- Zimbabwe women / Bangladesh women
- Dates: 10 – 15 November 2021
- Captains: Mary-Anne Musonda / Nigar Sultana

One Day International series
- Results: Bangladesh women won the 3-match series 3–0
- Most runs: Modester Mupachikwa (48) / Murshida Khatun (97)
- Most wickets: Esther Mbofana (3) / Nahida Akter (11)
- Player of the series: Nahida Akter (Ban) Murshida Khatun (Ban)

= Bangladesh women's cricket team in Zimbabwe in 2021–22 =

International cricket tour

The visiting Bangladesh women's cricket team played three Women's One Day Internationals (WODIs) against the Zimbabwe women's cricket team in November 2021. The matches were played at the Queens Sports Club in Bulawayo, and were used by both teams for their preparation for the 2021 Women's Cricket World Cup Qualifier tournament, also in Zimbabwe.

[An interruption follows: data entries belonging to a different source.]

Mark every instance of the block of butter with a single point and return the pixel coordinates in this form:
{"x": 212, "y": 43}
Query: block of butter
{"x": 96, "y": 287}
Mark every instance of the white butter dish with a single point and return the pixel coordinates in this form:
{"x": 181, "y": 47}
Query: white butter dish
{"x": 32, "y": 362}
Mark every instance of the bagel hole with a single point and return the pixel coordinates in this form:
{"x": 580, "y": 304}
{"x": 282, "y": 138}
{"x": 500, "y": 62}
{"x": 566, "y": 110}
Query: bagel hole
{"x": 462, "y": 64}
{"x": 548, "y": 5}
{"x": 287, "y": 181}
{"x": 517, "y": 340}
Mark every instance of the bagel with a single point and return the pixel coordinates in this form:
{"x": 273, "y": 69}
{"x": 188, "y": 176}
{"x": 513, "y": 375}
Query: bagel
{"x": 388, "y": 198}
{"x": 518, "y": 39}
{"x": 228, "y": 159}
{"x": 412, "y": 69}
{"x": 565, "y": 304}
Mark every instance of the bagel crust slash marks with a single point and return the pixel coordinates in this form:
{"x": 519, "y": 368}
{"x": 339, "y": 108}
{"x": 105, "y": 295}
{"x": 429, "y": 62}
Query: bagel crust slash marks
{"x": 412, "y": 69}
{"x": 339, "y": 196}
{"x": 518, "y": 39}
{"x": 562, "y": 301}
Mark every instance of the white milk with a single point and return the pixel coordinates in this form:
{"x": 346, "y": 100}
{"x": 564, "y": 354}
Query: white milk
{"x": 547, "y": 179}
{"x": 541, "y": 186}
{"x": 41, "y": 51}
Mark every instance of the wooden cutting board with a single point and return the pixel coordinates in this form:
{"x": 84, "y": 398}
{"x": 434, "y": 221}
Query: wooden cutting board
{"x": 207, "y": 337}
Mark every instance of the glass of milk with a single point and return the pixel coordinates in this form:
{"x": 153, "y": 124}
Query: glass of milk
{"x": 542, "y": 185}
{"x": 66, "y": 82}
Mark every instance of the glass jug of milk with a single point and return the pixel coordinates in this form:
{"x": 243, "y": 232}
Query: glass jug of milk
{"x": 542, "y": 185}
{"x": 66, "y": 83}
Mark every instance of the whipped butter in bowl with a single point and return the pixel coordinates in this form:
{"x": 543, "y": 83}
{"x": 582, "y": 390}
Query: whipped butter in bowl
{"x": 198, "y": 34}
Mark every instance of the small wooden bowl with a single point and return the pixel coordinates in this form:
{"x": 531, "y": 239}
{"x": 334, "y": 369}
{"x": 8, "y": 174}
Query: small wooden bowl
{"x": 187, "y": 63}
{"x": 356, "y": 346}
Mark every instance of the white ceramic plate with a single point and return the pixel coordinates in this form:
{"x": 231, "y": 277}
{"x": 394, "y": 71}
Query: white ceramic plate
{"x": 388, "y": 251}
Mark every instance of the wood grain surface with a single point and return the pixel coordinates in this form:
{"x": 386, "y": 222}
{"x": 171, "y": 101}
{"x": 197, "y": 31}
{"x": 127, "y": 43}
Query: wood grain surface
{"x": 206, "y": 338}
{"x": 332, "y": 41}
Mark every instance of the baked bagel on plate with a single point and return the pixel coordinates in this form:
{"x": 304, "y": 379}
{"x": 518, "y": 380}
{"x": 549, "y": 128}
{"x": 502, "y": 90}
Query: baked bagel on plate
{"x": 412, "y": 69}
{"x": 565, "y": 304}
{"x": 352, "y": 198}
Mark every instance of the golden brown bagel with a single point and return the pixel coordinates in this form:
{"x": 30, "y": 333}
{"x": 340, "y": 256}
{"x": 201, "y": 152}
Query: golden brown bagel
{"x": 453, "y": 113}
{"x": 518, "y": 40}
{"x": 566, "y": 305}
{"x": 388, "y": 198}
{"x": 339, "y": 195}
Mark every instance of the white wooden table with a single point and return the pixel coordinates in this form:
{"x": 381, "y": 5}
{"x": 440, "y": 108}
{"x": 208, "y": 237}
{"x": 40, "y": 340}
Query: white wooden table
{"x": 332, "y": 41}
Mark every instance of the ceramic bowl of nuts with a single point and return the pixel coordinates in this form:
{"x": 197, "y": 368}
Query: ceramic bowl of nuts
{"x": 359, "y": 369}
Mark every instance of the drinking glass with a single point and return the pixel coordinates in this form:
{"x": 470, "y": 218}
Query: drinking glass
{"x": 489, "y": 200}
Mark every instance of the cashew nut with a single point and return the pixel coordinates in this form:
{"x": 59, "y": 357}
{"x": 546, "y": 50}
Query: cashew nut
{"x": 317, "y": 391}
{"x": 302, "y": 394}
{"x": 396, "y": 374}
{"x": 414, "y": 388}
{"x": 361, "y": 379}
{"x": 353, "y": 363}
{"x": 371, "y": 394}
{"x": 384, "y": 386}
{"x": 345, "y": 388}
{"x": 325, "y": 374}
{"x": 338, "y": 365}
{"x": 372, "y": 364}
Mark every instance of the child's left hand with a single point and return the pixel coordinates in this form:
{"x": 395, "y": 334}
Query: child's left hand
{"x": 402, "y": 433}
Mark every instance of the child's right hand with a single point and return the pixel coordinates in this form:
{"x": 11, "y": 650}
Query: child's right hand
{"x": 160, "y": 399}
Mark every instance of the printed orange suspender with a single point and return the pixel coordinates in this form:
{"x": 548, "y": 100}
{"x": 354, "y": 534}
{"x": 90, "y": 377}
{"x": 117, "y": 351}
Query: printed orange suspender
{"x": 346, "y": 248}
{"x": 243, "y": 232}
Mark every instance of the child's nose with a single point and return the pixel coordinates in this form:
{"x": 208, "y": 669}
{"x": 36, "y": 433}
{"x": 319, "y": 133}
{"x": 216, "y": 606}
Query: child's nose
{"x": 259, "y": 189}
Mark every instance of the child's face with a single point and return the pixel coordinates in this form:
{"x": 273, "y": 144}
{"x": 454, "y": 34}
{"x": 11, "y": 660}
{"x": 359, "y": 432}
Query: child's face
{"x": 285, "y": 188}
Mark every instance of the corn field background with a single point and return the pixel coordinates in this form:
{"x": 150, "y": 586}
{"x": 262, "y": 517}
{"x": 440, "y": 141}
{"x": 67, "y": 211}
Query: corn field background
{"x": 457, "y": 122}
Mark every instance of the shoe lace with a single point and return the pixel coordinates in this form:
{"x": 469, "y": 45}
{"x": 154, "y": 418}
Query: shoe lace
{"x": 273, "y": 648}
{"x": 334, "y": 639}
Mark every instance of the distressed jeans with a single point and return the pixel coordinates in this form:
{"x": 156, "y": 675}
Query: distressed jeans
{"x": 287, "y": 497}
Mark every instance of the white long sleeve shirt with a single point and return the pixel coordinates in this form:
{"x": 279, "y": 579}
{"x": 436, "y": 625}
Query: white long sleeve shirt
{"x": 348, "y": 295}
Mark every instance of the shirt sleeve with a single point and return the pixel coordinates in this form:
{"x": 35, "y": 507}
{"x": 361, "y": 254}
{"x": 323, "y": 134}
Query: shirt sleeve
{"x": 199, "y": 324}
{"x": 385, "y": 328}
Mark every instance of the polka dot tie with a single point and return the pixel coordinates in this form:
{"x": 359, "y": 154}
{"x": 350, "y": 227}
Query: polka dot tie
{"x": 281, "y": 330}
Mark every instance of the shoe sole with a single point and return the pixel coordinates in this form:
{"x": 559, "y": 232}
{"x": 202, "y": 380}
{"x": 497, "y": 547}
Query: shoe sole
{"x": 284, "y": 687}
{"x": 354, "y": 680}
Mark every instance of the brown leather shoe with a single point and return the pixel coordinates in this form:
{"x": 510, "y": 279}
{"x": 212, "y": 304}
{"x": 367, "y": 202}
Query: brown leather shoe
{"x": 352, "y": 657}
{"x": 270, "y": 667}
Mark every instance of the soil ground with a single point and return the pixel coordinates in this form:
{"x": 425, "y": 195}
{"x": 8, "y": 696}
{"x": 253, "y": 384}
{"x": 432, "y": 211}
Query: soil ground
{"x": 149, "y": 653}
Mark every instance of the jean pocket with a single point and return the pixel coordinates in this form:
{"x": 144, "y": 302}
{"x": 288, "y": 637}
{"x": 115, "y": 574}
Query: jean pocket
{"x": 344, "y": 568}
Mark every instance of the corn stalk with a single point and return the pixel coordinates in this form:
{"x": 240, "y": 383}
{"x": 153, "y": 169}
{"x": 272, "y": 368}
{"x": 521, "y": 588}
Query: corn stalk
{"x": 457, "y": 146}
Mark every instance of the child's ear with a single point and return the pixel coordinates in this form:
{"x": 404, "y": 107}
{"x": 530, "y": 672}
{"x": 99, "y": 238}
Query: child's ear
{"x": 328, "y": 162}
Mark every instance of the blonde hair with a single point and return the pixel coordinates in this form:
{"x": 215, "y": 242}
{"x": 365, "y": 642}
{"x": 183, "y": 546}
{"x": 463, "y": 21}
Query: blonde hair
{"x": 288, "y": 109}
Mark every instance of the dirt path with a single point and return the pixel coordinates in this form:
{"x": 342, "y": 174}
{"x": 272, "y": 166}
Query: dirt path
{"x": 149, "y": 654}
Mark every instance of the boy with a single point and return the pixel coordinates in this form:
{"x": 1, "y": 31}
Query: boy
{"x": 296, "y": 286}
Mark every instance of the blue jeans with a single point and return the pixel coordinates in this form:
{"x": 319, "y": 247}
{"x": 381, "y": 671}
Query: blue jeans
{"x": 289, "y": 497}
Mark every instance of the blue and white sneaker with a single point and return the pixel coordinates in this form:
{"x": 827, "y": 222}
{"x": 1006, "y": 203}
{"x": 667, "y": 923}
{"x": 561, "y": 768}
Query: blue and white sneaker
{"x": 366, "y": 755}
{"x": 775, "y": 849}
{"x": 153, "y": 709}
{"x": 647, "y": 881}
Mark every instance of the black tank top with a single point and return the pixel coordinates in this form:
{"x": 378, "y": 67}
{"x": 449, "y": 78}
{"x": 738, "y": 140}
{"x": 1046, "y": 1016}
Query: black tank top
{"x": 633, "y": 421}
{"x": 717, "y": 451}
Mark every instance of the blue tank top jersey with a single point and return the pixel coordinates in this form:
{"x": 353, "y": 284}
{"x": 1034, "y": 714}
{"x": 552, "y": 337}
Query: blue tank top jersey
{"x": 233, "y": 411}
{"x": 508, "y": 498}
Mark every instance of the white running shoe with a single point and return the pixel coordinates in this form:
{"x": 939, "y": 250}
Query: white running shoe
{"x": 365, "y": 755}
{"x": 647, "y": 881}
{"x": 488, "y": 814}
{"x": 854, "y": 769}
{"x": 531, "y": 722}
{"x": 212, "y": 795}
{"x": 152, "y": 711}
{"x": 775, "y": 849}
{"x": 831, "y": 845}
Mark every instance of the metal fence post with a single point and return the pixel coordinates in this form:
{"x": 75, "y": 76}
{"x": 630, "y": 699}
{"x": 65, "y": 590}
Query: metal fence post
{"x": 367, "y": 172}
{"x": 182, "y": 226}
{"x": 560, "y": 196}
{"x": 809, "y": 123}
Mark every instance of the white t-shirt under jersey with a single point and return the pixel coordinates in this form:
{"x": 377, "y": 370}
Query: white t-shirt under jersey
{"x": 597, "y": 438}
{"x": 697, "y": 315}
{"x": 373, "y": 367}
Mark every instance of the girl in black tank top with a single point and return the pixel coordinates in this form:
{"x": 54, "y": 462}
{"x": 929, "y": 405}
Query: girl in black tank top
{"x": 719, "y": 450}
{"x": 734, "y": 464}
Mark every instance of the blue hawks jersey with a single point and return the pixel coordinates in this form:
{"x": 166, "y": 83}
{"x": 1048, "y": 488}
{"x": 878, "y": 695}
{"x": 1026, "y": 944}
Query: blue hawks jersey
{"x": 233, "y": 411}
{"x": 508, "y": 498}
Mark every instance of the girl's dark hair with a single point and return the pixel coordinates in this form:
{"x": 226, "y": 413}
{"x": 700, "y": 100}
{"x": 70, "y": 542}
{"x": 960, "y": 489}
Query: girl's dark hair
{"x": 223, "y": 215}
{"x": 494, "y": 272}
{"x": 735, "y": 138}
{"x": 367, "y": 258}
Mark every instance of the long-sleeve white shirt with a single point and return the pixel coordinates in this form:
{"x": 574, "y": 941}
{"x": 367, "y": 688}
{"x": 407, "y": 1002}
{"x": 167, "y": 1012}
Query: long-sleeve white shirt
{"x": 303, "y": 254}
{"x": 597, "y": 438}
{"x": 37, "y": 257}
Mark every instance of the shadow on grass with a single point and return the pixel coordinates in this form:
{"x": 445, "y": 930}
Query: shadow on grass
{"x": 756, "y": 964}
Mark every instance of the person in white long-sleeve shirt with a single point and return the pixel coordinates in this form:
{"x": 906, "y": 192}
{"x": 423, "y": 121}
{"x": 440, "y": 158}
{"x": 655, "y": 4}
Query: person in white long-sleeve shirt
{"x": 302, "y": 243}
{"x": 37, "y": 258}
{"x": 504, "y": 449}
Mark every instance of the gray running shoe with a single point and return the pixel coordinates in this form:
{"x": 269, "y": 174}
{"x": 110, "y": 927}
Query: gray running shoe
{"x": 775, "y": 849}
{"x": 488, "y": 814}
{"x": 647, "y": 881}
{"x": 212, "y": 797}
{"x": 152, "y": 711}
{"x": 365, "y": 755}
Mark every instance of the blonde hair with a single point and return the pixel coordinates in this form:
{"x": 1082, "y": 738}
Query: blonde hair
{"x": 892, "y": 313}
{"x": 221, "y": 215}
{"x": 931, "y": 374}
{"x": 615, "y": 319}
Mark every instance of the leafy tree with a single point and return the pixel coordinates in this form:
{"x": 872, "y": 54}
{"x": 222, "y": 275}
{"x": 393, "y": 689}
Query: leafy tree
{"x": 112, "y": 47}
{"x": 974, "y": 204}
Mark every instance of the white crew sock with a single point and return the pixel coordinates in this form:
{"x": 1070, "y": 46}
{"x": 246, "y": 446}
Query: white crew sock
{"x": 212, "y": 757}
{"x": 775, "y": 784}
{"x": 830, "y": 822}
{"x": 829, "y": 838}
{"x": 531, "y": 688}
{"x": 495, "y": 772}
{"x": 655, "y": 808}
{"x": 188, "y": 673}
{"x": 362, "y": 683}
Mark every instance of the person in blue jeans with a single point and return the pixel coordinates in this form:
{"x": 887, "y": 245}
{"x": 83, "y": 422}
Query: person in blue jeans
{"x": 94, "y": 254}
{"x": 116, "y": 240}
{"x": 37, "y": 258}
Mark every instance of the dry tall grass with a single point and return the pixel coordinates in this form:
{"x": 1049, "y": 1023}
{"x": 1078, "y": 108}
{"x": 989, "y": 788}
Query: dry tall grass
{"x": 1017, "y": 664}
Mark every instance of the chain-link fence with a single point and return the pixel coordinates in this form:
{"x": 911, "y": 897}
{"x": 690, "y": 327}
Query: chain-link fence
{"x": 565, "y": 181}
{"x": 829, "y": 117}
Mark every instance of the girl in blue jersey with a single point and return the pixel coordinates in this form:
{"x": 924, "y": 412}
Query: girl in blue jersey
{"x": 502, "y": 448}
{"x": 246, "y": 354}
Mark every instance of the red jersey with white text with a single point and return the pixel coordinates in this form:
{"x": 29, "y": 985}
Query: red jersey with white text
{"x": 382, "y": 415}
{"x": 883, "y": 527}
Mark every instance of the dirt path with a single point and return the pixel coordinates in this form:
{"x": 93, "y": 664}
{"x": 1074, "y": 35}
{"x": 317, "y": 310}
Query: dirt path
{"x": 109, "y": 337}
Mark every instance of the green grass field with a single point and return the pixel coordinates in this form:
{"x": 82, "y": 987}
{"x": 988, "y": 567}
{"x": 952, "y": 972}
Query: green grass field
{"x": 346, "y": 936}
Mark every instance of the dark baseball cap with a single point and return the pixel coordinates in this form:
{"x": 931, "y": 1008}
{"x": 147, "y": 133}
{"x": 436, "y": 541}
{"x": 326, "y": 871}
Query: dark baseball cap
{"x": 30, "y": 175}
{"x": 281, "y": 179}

Bangladesh made a clean sweep of the three-WODI series. Bangladesh won the opening match by eight wickets, after Zimbabwe were bowled out for only 48 runs. Bangladesh won the second match by nine wickets to win the series with one game to play. Bangladesh also won the third and final match, by seven wickets, to win the series 3–0.

==Squads==

WODIs
| Zimbabwe | Bangladesh |
| Mary-Anne Musonda (c); Christabel Chatonzwa; Francisca Chipare; Chiedza Dhururu; Tasmeen Granger; Nyasha Gwanzura; Precious Marange; Sharne Mayers; Audrey Mazvishaya; Esther Mbofana; Modester Mupachikwa (wk); Ashley Ndiraya; Josephine Nkomo; Loryn Phiri; Nomvelo Sibanda; Loreen Tshuma; | Nigar Sultana (c, wk); Rumana Ahmed; Jahanara Alam; Sharmin Akhter; Nahida Akter; Fargana Hoque; Fahima Khatun; Murshida Khatun; Salma Khatun; Khadija Tul Kubra; Sanjida Akter Meghla; Lata Mondal; Ritu Moni; Sobhana Mostary; Nuzhat Tasnia; Fariha Trisna; |

Shamima Sultana and Suraiya Azmin were both named as reserve players in Bangladesh's squad. Zimbabwe's preparations were hindered by injuries to several players, including senior batter Chipo Mugeri-Tiripano who suffered a broken foot during T20 World Cup Africa Qualifier in September 2021, and was ruled out of this series.